Consolidation credit loans rating student
Student loans are a long-term burden which hangs over the entire young adult life.
There are many problems which the students face when paying off their loan which they have taken against education of for any other purposes. To get out of such situations the different debts are consolidated and the different loans are pooled together into a single manageable loan.
The Basics about Debt Consolidation:
Debt consolidation is a procedure in which multiple loans taken through different or same loaners are changed to one loan. For this a sole students debt consolidation plan is introduced and the students can get rid of financial stress which is needed for their education and to concentrate on studies.
The other benefits of student debt consolidation are as below:
- One lender: Consolidation helps in making payment to one lender.
- Single payment:Students often have multiple loans and with consolidation, the payment process is made simpler with one single payment rather than making multiple payments.
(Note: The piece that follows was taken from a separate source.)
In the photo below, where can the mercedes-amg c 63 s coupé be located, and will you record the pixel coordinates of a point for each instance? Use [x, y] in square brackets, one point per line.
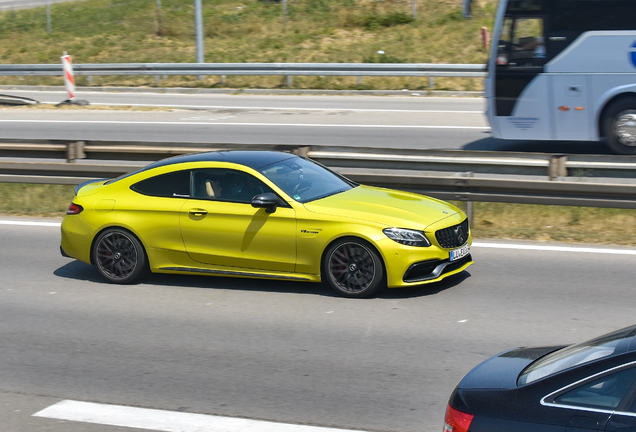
[261, 214]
- Reduced monthly payment: The student loan consolidation method reduces the monthly installments up to 50%. This would help in saving some cash, which can be utilized on other personal expending.
- No credit checks or hidden fees involved: No bank or service fee is charged. The students are also not asked for any credit checks.
- Interest rate fixed: The interest rate for the loan is fixed. This relieves the students from the worries of inflation or deflation of the rates.
- Credit Rating: Debts consolidated results in bettered credit rating.
Conclusion:
It is always best and advisable to get different loans consolidated into a single debt which can be paid back in just one installment at ones convenience. Although, consolidation extends the 10-year loan repayment plan to 15-30 years repayment plan but still this is the best option to choose.
Credit agencies use several factors to determine the credit score.
The following are the main factors:
1. Number of open accounts:
The main factor is the number of creditors that one has. The more number of creditors the lower is the credit rating. Thus consolidation increases the score by combining all the different loans into one account.
2. Number of monthly payments:
The total amount of the minimum monthly payment is another factor in the calculation of credit score. Consolidation helps in lowering the minimum monthly payment upto 60% and this will increase the credit rating.